Workshop raises club drug awareness

Stephanie Toone

Partying and club hopping is a part of college life. However, many people do not relate muscle spasms, hallucinations and blackouts with their average night on the town.

Yesterday, retired Los Angeles Police officer and drug consultant Trinka Porrata presented a workshop at the Alive Center on 31-W Bypass about how partying and clubbing can lead to danger.

Porrata talked to about 15 people about the effects of Gamma Hydroxy Butyrate (GHB) and Ecstasy [MDMA-Methylenedioxymethamphetamine] on high school and college students.

Porrata said Web sites and some medical officials are giving the impression that GHB and Ecstasy are not addictive. She said these drugs are addictive and harmful.

“There are traffic accidents, dental related issues and brain damage from Ecstasy,” Porrata said.

Ecstasy can be taken as a pill or laced with Tootsie Rolls, Vick’s vapor rub and pacifiers.

She also said permanent eye damage from light exposure at Ecstasy parties is serious.

Porrata presented a video of young people passing out, losing muscle control and dehydrating from using Ecstasy.

Under the influence of Ecstasy, she said, women are easily persuaded into sexual situations.

Porrata said GHB is associated with clubbing and is known as the “date rape drug.” It can be taken as a capsule, through powders or through liquids.

Porrata said GHB is undetectable in liquid, making it easy for rapists to sedate their victim.

Western’s faculty and staff took heed to the important message about date rape and club drugs on campus.

Kathryn Steward, health education coordinator of Health Services, said when she gives presentations on GHB, some students are shocked to find that they have been affected by it.

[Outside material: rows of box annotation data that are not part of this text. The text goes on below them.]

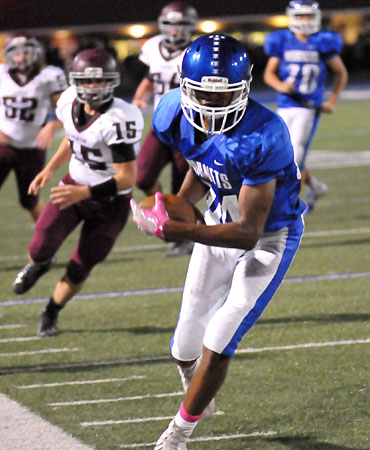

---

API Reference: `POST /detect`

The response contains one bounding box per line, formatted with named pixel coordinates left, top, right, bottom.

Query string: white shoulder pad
left=102, top=97, right=144, bottom=145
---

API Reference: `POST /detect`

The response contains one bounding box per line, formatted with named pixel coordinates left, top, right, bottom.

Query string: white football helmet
left=286, top=0, right=321, bottom=35
left=69, top=48, right=120, bottom=104
left=4, top=32, right=43, bottom=71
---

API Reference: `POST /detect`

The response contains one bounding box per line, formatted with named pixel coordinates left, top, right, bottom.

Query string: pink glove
left=130, top=192, right=170, bottom=239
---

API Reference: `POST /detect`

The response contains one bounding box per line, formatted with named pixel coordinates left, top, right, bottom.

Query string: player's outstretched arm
left=321, top=56, right=348, bottom=113
left=28, top=136, right=71, bottom=195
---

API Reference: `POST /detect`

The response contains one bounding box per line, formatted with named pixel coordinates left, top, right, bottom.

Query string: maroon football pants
left=29, top=175, right=132, bottom=284
left=136, top=128, right=189, bottom=194
left=0, top=144, right=46, bottom=211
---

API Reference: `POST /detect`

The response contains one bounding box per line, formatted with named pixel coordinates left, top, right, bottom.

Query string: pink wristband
left=180, top=402, right=203, bottom=422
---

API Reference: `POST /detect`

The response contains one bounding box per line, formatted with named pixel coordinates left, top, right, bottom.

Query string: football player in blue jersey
left=264, top=0, right=348, bottom=212
left=132, top=34, right=305, bottom=450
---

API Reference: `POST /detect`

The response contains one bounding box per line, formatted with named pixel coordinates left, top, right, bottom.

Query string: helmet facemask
left=159, top=17, right=194, bottom=48
left=180, top=76, right=252, bottom=135
left=69, top=67, right=120, bottom=105
left=286, top=1, right=321, bottom=36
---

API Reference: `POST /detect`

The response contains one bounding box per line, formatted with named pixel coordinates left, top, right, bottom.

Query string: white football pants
left=171, top=218, right=303, bottom=361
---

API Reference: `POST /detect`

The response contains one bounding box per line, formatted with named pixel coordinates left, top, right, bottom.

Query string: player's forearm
left=165, top=220, right=261, bottom=250
left=177, top=169, right=208, bottom=205
left=113, top=161, right=136, bottom=191
left=132, top=78, right=154, bottom=105
left=46, top=136, right=71, bottom=172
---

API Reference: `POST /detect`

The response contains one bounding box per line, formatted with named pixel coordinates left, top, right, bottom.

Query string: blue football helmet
left=286, top=0, right=321, bottom=35
left=180, top=34, right=252, bottom=134
left=69, top=48, right=120, bottom=105
left=3, top=32, right=43, bottom=72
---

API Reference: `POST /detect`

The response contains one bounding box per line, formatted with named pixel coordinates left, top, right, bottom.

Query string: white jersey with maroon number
left=0, top=64, right=67, bottom=149
left=139, top=34, right=185, bottom=109
left=56, top=86, right=144, bottom=192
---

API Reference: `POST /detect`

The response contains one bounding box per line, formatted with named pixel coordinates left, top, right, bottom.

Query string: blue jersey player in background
left=264, top=0, right=348, bottom=212
left=132, top=34, right=305, bottom=450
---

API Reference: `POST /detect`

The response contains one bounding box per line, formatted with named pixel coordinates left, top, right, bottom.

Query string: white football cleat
left=177, top=358, right=216, bottom=419
left=154, top=419, right=193, bottom=450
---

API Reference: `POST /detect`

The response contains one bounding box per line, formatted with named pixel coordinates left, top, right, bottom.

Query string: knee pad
left=66, top=260, right=91, bottom=285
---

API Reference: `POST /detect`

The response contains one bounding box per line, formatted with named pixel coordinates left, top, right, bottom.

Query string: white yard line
left=0, top=348, right=80, bottom=357
left=0, top=336, right=41, bottom=344
left=80, top=411, right=225, bottom=427
left=0, top=323, right=25, bottom=330
left=0, top=227, right=370, bottom=263
left=17, top=375, right=147, bottom=389
left=0, top=394, right=93, bottom=450
left=120, top=431, right=277, bottom=448
left=236, top=338, right=370, bottom=354
left=48, top=391, right=184, bottom=406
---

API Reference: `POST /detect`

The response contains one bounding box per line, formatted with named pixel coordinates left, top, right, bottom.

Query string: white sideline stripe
left=235, top=338, right=370, bottom=354
left=0, top=348, right=80, bottom=357
left=0, top=339, right=369, bottom=375
left=0, top=336, right=41, bottom=344
left=0, top=323, right=25, bottom=330
left=17, top=375, right=147, bottom=389
left=0, top=223, right=370, bottom=262
left=303, top=227, right=370, bottom=240
left=48, top=391, right=184, bottom=406
left=120, top=431, right=277, bottom=448
left=0, top=272, right=370, bottom=308
left=0, top=393, right=93, bottom=450
left=80, top=411, right=225, bottom=427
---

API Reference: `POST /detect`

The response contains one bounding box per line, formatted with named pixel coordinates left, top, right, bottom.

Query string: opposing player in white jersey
left=0, top=33, right=67, bottom=222
left=132, top=33, right=304, bottom=450
left=14, top=49, right=144, bottom=336
left=264, top=0, right=348, bottom=212
left=133, top=2, right=198, bottom=256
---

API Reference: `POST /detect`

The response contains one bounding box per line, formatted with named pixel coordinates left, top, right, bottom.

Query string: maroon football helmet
left=158, top=2, right=198, bottom=49
left=69, top=48, right=120, bottom=105
left=3, top=32, right=43, bottom=71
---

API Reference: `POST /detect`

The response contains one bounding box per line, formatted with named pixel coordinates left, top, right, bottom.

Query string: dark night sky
left=0, top=0, right=370, bottom=31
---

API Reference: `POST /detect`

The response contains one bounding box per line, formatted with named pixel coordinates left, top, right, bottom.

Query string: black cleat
left=13, top=256, right=56, bottom=295
left=37, top=306, right=58, bottom=337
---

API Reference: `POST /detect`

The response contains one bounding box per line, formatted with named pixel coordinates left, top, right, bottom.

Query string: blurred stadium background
left=0, top=0, right=370, bottom=99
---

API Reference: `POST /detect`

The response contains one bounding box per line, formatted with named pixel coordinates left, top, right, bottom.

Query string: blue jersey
left=153, top=88, right=305, bottom=232
left=264, top=30, right=343, bottom=108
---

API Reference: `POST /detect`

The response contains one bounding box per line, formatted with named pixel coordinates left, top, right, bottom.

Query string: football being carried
left=131, top=192, right=203, bottom=239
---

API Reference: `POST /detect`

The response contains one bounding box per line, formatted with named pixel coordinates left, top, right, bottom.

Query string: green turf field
left=0, top=101, right=370, bottom=450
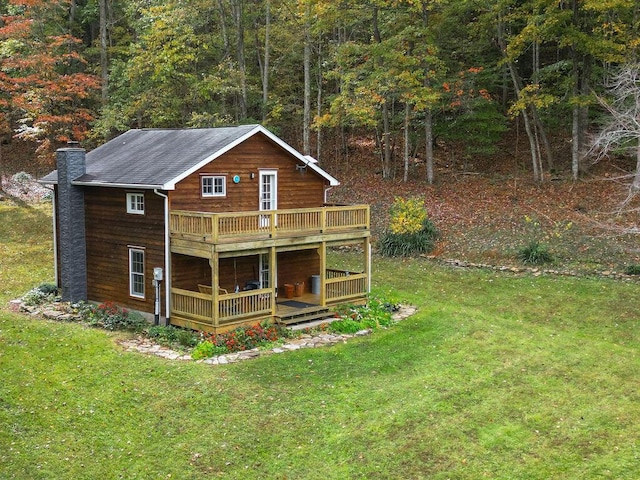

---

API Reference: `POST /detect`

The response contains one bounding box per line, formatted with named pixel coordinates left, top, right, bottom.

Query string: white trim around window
left=129, top=247, right=145, bottom=299
left=127, top=192, right=144, bottom=215
left=200, top=175, right=227, bottom=197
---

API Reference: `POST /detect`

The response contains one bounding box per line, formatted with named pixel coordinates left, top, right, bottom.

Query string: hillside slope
left=327, top=139, right=640, bottom=272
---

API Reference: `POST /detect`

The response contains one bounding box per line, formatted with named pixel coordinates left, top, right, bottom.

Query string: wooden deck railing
left=171, top=270, right=367, bottom=329
left=325, top=271, right=367, bottom=302
left=171, top=288, right=273, bottom=327
left=170, top=205, right=370, bottom=243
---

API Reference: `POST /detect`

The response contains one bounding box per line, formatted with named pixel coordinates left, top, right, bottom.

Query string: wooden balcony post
left=269, top=247, right=278, bottom=317
left=362, top=237, right=371, bottom=294
left=209, top=251, right=220, bottom=328
left=318, top=242, right=327, bottom=307
left=211, top=216, right=220, bottom=243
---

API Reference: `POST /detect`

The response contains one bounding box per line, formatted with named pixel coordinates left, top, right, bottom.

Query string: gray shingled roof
left=40, top=125, right=338, bottom=189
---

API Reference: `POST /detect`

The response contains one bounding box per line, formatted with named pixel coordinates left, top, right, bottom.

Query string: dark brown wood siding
left=85, top=187, right=166, bottom=315
left=169, top=134, right=327, bottom=212
left=278, top=249, right=320, bottom=292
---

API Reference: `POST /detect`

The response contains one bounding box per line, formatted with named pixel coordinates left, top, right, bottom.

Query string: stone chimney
left=56, top=142, right=87, bottom=302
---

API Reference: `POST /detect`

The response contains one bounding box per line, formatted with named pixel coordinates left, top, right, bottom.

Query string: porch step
left=276, top=307, right=332, bottom=328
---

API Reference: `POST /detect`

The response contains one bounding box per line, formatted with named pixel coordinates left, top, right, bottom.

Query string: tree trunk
left=234, top=0, right=248, bottom=120
left=424, top=109, right=433, bottom=185
left=497, top=18, right=542, bottom=182
left=316, top=41, right=322, bottom=163
left=382, top=102, right=391, bottom=178
left=262, top=0, right=271, bottom=123
left=371, top=6, right=391, bottom=178
left=302, top=3, right=311, bottom=155
left=402, top=103, right=411, bottom=183
left=218, top=0, right=231, bottom=58
left=100, top=0, right=109, bottom=105
left=631, top=137, right=640, bottom=192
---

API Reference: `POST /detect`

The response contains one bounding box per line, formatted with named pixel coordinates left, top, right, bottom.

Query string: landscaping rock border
left=424, top=255, right=640, bottom=282
left=9, top=299, right=417, bottom=365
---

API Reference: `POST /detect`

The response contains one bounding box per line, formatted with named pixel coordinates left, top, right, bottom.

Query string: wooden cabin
left=41, top=125, right=371, bottom=332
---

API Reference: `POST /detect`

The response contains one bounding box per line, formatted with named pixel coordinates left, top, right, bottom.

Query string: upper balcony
left=170, top=205, right=370, bottom=251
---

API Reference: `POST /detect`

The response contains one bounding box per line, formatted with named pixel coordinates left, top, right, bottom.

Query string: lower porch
left=171, top=269, right=368, bottom=333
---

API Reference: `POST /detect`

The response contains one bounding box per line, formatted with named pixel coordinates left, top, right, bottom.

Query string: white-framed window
left=129, top=247, right=144, bottom=298
left=127, top=193, right=144, bottom=215
left=200, top=175, right=227, bottom=197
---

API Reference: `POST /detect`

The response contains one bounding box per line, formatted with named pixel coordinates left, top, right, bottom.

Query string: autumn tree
left=589, top=63, right=640, bottom=207
left=0, top=0, right=100, bottom=163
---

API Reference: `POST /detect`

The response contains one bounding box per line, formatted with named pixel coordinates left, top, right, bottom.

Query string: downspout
left=153, top=188, right=171, bottom=325
left=45, top=187, right=60, bottom=288
left=324, top=186, right=333, bottom=205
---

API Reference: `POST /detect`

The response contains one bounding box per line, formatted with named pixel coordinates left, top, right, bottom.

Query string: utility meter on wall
left=153, top=267, right=162, bottom=282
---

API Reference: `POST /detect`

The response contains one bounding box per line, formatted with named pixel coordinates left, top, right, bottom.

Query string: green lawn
left=0, top=201, right=640, bottom=480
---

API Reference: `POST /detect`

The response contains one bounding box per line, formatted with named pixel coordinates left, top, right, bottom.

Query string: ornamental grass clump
left=75, top=301, right=149, bottom=332
left=378, top=197, right=438, bottom=257
left=328, top=298, right=397, bottom=334
left=518, top=240, right=553, bottom=265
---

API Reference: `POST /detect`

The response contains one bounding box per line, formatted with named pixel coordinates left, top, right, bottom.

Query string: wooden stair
left=276, top=306, right=332, bottom=326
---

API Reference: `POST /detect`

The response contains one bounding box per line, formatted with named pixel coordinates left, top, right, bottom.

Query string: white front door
left=258, top=253, right=271, bottom=288
left=258, top=170, right=278, bottom=227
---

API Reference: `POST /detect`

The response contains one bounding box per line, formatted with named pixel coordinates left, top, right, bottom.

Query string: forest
left=0, top=0, right=640, bottom=191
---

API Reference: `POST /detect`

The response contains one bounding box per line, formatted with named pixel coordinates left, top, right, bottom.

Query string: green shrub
left=518, top=240, right=553, bottom=265
left=204, top=322, right=292, bottom=352
left=624, top=264, right=640, bottom=275
left=176, top=328, right=198, bottom=347
left=328, top=297, right=396, bottom=333
left=191, top=340, right=227, bottom=360
left=75, top=302, right=149, bottom=332
left=329, top=318, right=366, bottom=334
left=22, top=283, right=58, bottom=306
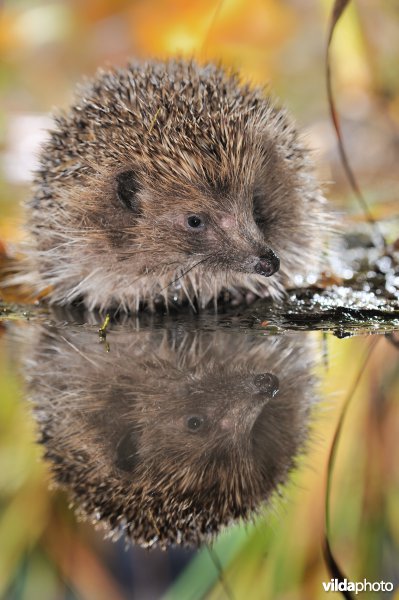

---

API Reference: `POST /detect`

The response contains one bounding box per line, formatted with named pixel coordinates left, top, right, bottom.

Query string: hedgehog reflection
left=28, top=328, right=313, bottom=547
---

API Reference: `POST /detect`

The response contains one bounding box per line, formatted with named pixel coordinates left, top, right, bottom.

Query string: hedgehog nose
left=255, top=249, right=280, bottom=277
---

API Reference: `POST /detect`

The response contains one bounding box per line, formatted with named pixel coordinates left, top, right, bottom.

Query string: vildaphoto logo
left=323, top=578, right=393, bottom=594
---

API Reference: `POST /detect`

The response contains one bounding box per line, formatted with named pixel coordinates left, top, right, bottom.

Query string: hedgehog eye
left=187, top=215, right=205, bottom=229
left=253, top=373, right=280, bottom=398
left=116, top=171, right=140, bottom=212
left=186, top=415, right=204, bottom=433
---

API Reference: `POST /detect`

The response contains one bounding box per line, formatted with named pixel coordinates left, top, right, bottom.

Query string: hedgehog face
left=112, top=170, right=280, bottom=277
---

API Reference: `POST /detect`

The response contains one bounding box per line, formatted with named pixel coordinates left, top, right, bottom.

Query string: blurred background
left=0, top=0, right=399, bottom=600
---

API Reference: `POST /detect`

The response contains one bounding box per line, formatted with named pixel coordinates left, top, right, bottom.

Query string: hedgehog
left=21, top=59, right=328, bottom=312
left=23, top=323, right=315, bottom=549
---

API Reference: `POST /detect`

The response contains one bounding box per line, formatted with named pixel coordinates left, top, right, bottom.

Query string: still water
left=0, top=305, right=399, bottom=600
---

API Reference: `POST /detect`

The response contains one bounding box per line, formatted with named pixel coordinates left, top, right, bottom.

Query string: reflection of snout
left=255, top=248, right=280, bottom=277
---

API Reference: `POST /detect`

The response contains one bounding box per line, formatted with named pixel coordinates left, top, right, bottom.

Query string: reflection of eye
left=186, top=415, right=204, bottom=432
left=187, top=215, right=205, bottom=229
left=253, top=373, right=280, bottom=398
left=115, top=429, right=138, bottom=472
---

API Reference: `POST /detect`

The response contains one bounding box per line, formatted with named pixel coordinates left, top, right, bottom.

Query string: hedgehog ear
left=115, top=429, right=139, bottom=473
left=116, top=171, right=140, bottom=214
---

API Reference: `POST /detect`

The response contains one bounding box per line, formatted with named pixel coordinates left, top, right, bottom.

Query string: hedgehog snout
left=254, top=248, right=280, bottom=277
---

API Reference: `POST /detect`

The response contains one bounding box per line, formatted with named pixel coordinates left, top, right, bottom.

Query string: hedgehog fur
left=27, top=60, right=328, bottom=311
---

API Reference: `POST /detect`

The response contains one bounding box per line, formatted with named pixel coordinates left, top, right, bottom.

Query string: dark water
left=0, top=288, right=399, bottom=599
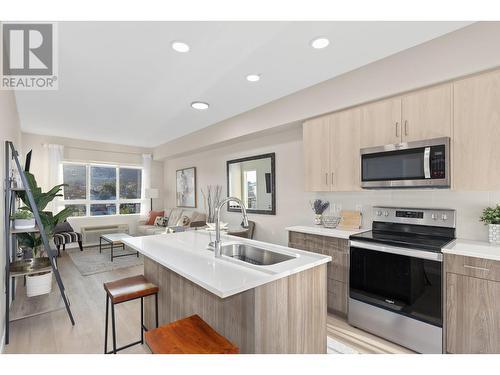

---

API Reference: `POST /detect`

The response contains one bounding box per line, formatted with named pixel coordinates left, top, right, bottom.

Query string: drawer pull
left=464, top=264, right=490, bottom=272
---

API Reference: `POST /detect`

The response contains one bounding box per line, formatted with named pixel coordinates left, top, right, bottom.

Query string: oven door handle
left=350, top=240, right=443, bottom=262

“They come up after presentations and say, ‘I think this happened to me, I was a lot more drunk than I should have been. I was messed up immediately and I don’t know why,” she said.

Molly Kerby, instructor of women’s health, said it is important for the faculty to be aware of these drugs.

“The more that we know about it as educators, we can identify problems,” she said. “If you see kids with pacifiers in their mouths and glow sticks during the day, there might be something to watch.”